7×8=1292697, | 7×10=53175517. | |||

8×8=12988816. | 8×9=108435745 |

Propp also notes that the total is a square on square boards of side 4k, and twice a square on square boards of side 4k+2.

For 6×6 we have: 6728 = 2×58². The 10×10 gives: 258584046368 = 2×359572²

and 12×12 gives 53060477521960000 = 230348600²

Chapman notes that Kasteleyn's formula also gives the number of tilings of an m×n rectangle with a given number of horizontal tiles. He has computed these for an 8×8 square. The results are listed below. If A(n) is the number of tilings with n horizontal tiles (n even) then A(n) = A(32–n).

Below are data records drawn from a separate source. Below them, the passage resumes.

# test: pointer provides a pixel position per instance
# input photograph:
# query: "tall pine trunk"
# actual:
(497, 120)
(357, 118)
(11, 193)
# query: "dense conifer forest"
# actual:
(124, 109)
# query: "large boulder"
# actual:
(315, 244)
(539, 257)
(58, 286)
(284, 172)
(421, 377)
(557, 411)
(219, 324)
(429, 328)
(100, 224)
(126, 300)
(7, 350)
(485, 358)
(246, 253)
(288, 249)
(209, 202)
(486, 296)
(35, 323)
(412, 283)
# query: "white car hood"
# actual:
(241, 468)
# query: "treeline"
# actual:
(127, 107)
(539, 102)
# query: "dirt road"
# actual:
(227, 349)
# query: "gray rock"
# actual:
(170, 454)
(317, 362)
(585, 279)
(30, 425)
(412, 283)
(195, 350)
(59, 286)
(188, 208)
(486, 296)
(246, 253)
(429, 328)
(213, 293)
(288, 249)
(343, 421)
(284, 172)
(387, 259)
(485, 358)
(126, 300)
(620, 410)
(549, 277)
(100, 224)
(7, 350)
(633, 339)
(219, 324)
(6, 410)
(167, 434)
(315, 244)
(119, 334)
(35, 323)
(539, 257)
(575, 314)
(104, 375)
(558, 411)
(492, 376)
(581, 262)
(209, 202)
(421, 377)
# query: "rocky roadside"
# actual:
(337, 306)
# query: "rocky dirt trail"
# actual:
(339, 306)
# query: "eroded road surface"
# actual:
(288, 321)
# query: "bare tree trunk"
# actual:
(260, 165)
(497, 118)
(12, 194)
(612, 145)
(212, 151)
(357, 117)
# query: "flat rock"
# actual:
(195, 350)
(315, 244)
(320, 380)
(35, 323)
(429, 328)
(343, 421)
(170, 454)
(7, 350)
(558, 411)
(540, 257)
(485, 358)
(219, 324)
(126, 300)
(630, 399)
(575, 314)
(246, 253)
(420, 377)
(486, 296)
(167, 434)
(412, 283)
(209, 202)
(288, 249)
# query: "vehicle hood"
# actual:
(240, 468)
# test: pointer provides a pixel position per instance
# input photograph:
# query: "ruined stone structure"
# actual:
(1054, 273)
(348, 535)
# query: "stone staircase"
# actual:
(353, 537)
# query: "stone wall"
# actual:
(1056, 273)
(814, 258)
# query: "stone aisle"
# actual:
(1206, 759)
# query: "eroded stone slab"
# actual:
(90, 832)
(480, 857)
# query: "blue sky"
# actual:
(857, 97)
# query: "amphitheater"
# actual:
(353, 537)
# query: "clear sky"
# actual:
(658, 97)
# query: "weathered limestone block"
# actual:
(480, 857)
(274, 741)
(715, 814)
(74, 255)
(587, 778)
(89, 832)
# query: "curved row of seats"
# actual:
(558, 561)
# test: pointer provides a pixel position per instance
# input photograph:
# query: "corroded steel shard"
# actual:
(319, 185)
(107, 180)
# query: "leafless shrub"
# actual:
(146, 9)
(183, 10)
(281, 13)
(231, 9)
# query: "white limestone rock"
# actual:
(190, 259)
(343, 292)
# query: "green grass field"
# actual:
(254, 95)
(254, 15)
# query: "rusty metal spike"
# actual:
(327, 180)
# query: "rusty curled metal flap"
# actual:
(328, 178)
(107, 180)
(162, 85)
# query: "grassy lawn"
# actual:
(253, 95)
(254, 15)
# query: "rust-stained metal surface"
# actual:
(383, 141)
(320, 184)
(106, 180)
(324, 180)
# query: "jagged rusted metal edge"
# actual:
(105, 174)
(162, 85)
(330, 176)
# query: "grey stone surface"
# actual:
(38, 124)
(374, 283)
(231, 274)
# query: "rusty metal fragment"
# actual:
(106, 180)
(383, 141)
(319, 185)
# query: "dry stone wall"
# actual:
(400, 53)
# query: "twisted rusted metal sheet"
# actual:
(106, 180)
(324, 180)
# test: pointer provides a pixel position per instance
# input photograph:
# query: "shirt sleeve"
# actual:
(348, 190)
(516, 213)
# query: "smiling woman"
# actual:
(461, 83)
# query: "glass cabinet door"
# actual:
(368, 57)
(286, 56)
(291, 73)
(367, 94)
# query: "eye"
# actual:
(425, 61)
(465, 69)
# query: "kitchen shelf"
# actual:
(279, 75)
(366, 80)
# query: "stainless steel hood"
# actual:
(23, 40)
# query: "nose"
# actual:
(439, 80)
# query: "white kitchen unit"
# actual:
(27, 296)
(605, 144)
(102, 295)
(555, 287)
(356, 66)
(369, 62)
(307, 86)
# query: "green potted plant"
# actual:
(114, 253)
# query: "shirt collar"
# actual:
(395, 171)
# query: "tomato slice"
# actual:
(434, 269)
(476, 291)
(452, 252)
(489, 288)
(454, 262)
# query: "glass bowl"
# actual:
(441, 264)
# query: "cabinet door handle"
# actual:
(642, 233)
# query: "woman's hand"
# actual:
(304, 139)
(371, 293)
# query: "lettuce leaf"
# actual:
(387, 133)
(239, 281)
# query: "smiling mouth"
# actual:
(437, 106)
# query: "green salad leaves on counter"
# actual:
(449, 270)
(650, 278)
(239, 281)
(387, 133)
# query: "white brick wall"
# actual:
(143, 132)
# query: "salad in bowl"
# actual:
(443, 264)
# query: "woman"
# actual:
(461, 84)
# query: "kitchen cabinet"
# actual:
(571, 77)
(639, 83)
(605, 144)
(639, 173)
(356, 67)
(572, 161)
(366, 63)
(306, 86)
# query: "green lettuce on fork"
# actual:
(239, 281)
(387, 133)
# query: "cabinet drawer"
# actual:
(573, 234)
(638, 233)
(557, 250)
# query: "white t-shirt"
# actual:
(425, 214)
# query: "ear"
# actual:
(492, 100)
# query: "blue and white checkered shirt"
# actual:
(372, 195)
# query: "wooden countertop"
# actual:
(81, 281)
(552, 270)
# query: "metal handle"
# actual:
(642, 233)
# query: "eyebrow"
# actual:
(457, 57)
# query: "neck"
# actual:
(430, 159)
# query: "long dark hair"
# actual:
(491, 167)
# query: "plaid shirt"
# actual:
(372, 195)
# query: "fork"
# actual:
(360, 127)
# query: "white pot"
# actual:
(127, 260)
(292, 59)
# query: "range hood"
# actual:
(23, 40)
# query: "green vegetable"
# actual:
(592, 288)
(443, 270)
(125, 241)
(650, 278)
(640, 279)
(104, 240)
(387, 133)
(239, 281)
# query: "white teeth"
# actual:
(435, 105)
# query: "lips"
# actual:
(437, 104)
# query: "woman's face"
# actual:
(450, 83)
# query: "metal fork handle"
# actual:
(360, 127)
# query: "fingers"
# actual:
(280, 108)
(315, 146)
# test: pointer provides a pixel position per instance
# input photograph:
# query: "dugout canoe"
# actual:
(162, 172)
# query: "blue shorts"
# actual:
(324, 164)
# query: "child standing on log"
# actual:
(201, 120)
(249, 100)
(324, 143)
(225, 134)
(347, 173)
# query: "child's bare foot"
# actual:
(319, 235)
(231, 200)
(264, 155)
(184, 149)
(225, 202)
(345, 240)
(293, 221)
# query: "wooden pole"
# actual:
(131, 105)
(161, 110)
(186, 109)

A(0) = A(32) = 1, | A(2) = A(30) = 70, | A(4) = A(28) = 1785, |

A(6) = A(26) = 21656, | A(8) = A(24) = 144092, | A(10) = A(22) = 580620, |

A(12) = A(20) = 1511368, | A(14) = A(18) = 2644858, | A(16) = 3179916. |

The problem remains of how to calculate V(m,n) for larger values of m, and of determining the number F(m,n) of fault-free dissections (with neither vertical nor horizontal fault lines).

Problem 150 in *Chessics* (volume 2, #23, 1985) was: Dissect a chessboard into dominoes so that the number of 2×2s (dominoes with long sides matching) is minimised. The unique solution (apart from rotation) is diagrammed here.

This is a case of a general result on dominoes that I found: Every domino dissection of a rectangle must contain at least one 2×2 inset, i.e. two dominoes side by side; and a domino dissection that has exactly one 2×2 inset must be either square (2k by 2k) or near-square (2k by 2k–1), with the 2×2 centrally placed and the other dominoes in 'rings' around it. To prove the first part of this, start at the a1 corner and try to construct a dissection without a 2×2. We are forced to place dominoes in a 'herringbone' pattern diagonally from the corner, and this forces the formation of a 2×2 where it meets the opposite edge.